The House oversight committee has asked a lawyer who’s helping run the criminal investigation into IRS targeting of tea party groups to testify to Congress next week, seeking to find out where the investigation stands and whether her political leanings have undermined the probe.
Rep. Jim Jordan, chairman of a key oversight subcommittee, sent a letter Tuesday to the lawyer, Barbara Bosserman, requesting her appearance at a Feb. 6 hearing. He gave her until Thursday to decide whether she would voluntarily comply.
“With your history of extensive financial and personal support for the president and the Democratic Party, your involvement in the administration’s investigation raises the appearance of a substantial and material conflict of interest,” Mr. Jordan, Ohio Republican, said in the letter to Ms. Bosserman, which was seen by The Washington Times.
Ms. Bosserman did not respond to an email request for comment Wednesday morning.
Mr. Jordan and Rep. Darrell Issa, chairman of the full House Oversight and Government Reform Committee, have said Ms. Bosserman is the lead lawyer on the investigation, though Attorney General Eric H. Holder Jr. told a Senate committee on Wednesday that she is only a single lawyer on a broader team.

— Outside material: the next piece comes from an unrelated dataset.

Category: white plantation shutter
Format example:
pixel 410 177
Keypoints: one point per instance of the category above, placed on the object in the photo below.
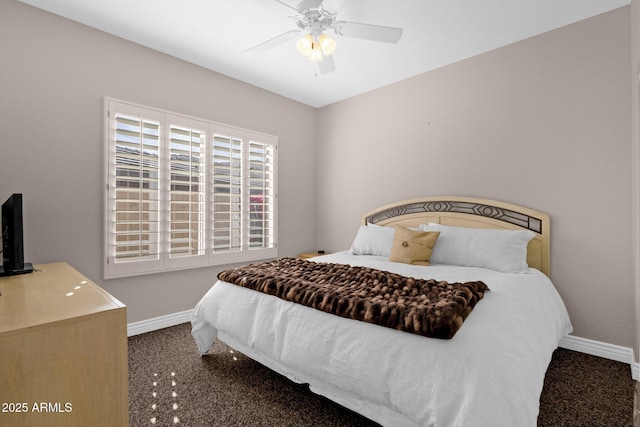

Mr. Holder declined to discuss the status of the investigation with the Senate Judiciary Committee at an oversight hearing Wednesday.
Soon after an internal audit last year revealed the IRS’s targeting of conservative and tea party groups for special scrutiny, Mr. Holder ordered a criminal probe of the agency.
Eight months later, the investigation hasn’t produced any indictments, though Mr. Holder said the deliberate pace is normal.
Still, Ms. Bosserman’s history of sizable campaign donations to President Obama in 2008 and 2012 led Republicans to question whether she was the right person to lead the investigation.
In a reply to a set of letters sent over the past several months from Mr. Jordan and Mr. Issa, a California Republicans, the Justice Department bristled at the accusations of bias, calling the questions about Ms. Bosserman “inappropriate and unfounded.”
“Your decision to impugn the integrity of a career attorney raises serious concerns,” Principal Deputy Attorney General Peter J. Kadzik wrote on Jan. 24. “Targeting career attorneys in this manner could plainly have a chilling effect on the valid exercise by federal employees of their basic right to participate in the political process.”
Mr. Kadzik also characterized Ms. Bosserman as “simply a member of a team” investigating the IRS scandal.
Mr. Jordan, in his letter to Ms. Bosserman, said the Justice Department was wrong to accuse the GOP of “targeting,” saying it suggests an equivalency between Mr. Issa and Mr. Jordan on the one hand, and the IRS’s targeting of conservative groups on the other hand.
“His deliberate choice of this word not only insults the victims who were truly targeted by the IRS, but it further undermines the integrity of the administration’s IRS investigation,” Mr. Jordan said.